Years following a fire, updates on the health and regenerative status of an area can be obtained by a single image, and multitemporal scenes can illustrate the progression of vegetation from pioneer species back to a full forest cover.
While thermal data is best for detecting and mapping ongoing fires, multispectral (optical and near-infrared) data are preferred for observing stages of growth and phenology in a previous burn area. The relative ages and area extent of burned areas can be defined and delineated, and health of the successive vegetation assessed and monitored. Moderate spatial coverage, high to moderate resolution, and a low turnaround time are required for burn mapping. On the other hand, fire detection and monitoring requires a large spatial coverage, moderate resolution and a very quick turnaround to facilitate response.
Canadian vs. International
Requirements for burn mapping are the same, except where cloud cover precludes the used of optical images. In this case, radar can be used to monitor previous burn areas, and is effective from the second year following a burn, onwards.

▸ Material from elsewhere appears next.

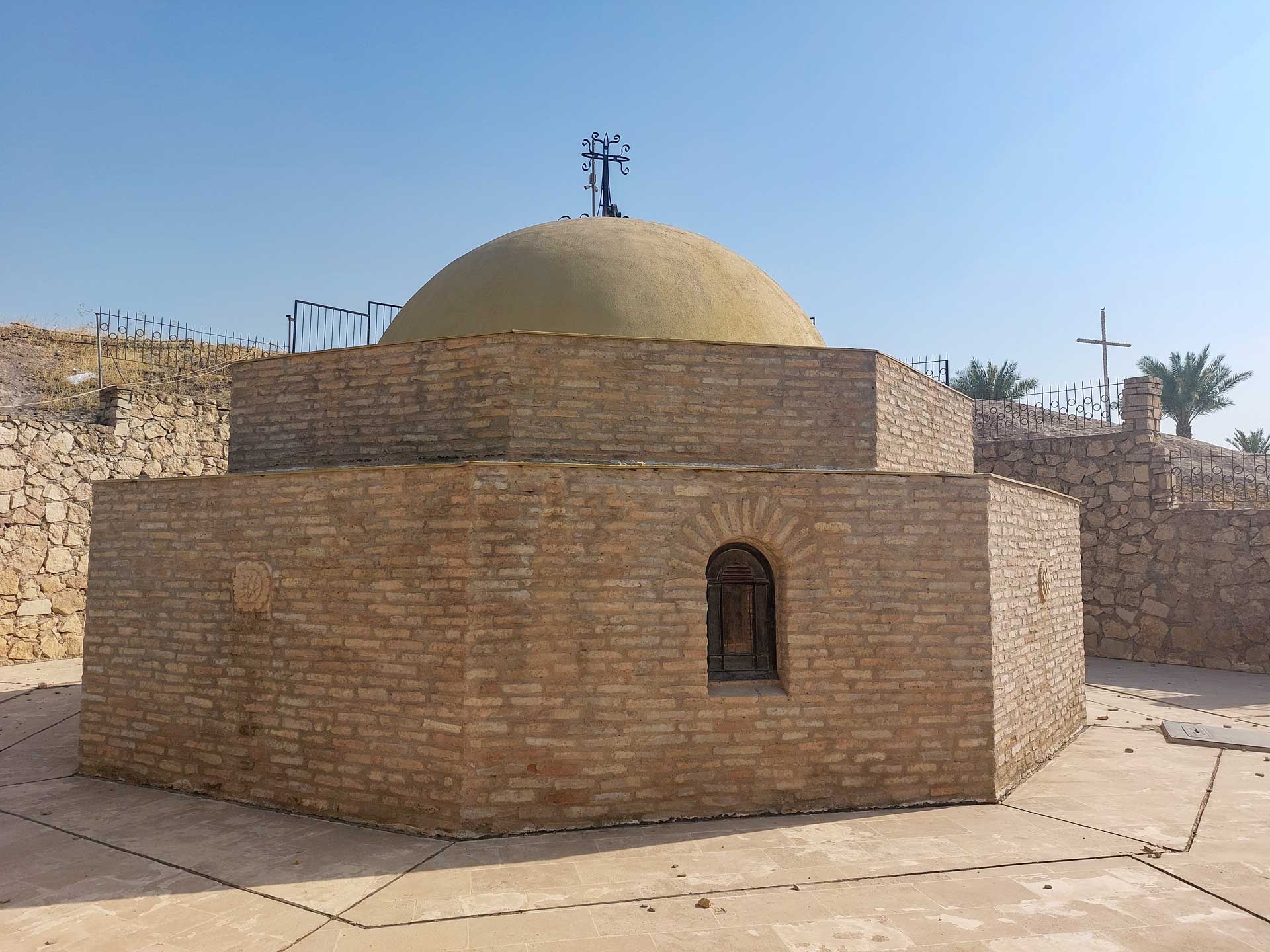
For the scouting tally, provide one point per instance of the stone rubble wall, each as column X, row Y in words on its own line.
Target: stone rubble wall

Case study (example) Northwest Territory Burn
Burned and burning forest near Norman Wells, NWT
In the western Northwest Territories along the Mackenzie River, boreal forest covers much of the landscape. Natives rely on the forests for hunting and trapping grounds, and the sensitive northern soil and permafrost are protected from erosion by the forest cover. In the early 1990's a huge fire devastated the region immediately east of the Mackenzie and threatened the town of Fort Norman, a native town south of Norman Wells.
The extent of the burned area, and the areas still burning, can be identified on this NOAA scene, as dark regions (A). The lake in the upper right is Great Bear Lake, and the lake to the lower right is Great Slave Lake. The distance represented by the yellow line is approximately 580 km. The course of the Mackenzie River can be seen to the left of these lakes. Fort Norman (B) is located at the junction of the Mackenzie River and Great Bear River, leading out of Great Bear Lake. At that location, the fire is on both sides of the river. Norman Wells (C) is known as an oil producing area, and storage silos, oil rigs, homes, and the only commercial airport in that part of the country were threatened. Fires in this region are difficult to access because of the lack of roads into the region. Winter roads provide only seasonal access to vehicles in this part of Canada. The small population base also makes it difficult to control, let alone fight, a fire of this magnitude.
Haze and smoke reflect a large amount of energy at shorter wavelengths and appear as blue on this image.